New bill would increase disclosures regarding federal judicial travel

Senator Sheldon Whitehouse (D-RI) has introduced a new bill in the Senate, dubbed the Judicial Travel Accountability Act. (It has not yet received a number.) The bill would increase the financial disclosures put on federal judges regarding their travel. Bloomberg Law reports:

The Ethics in Government Act requires that judges’ disclosures include only the identity of the source and a brief description of reimbursements over $390. But judges don’t have to identify the dollar value of the reimbursement, and are exempted entirely from reporting any gifts in the form of “food, lodging, or entertainment received as personal hospitality,” Whitehouse said in a news release.

The Judicial Travel Accountability Act would require “judicial officers’” financial disclosure statements to include the dollar amount of transportation, lodging, and meal expense reimbursements and gifts, as well as a detailed description of any meetings and events attended.

The bill calls for disclosures to be filed within 15 days of a trip and to be made available on a public website.

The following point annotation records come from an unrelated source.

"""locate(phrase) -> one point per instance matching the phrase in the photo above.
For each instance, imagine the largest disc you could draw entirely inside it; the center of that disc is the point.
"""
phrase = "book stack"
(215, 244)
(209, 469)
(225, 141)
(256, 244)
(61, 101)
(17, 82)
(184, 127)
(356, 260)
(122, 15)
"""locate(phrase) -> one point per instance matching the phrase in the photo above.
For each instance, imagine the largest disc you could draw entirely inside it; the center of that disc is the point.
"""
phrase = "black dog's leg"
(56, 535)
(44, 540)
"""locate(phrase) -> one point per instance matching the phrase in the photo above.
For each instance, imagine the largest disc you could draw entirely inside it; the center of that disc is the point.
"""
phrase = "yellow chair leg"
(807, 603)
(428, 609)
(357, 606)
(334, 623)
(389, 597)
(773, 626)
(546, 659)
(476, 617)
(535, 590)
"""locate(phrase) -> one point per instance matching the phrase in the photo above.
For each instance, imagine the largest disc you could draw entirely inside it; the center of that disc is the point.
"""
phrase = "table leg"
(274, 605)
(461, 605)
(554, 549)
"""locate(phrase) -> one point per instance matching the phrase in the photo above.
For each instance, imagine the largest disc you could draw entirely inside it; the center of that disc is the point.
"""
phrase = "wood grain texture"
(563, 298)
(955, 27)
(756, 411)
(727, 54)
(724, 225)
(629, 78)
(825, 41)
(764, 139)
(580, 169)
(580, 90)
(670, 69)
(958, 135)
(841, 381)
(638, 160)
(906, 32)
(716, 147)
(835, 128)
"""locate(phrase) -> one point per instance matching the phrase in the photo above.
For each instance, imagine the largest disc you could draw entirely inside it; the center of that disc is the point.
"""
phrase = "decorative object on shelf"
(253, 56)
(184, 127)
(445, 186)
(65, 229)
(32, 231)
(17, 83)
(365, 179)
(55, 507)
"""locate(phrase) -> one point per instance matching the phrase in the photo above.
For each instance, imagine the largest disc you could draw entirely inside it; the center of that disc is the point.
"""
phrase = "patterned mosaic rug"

The Supreme Court doesn’t post its financial disclosures online and they are made available only once a year

In an ordinary political cycle, it would be easier to see this is as a truly bipartisan effort to promote public confidence in the judiciary, akin perhaps to the regularly introduced “Sunshine in the Courtroom” Acts that seek to bring cameras and other transparency mechanisms into the courthouse. But this is not an ordinary political cycle, and it is hard to see this bill as anything other than a political ploy. Start with Senator Whitehouse, whose public treatment of the Supreme Court has become increasingly unhinged as of late, and who chose to begin his remarks with a focus on the Supreme Court even though its Justices represent less than one-tenth of one percent of the entire federal judiciary. Then there is the list of co-sponsors: 12 Democrats (including two current presidential hopefuls) and only one Republican. It’s not difficult to see this bill as primarily an effort to turn the courts into a political football once again.

It is a dangerous thing when politicians drag the court system into their partisan squabbles, and it is in my view a significant reason why the public increasingly sees the courts as political. But while the federal courts cannot stop Congress from introducing pointed legislation, it can render such legislative chicanery moot by adopting its own reporting practices. Put differently, if the court system itself required judges to report more fully their travel junkets, rather than waiting for Congress to mandate it, courts would reap the benefits of increased public confidence and would not find themselves dragged into the political muck. More on this point in a future post.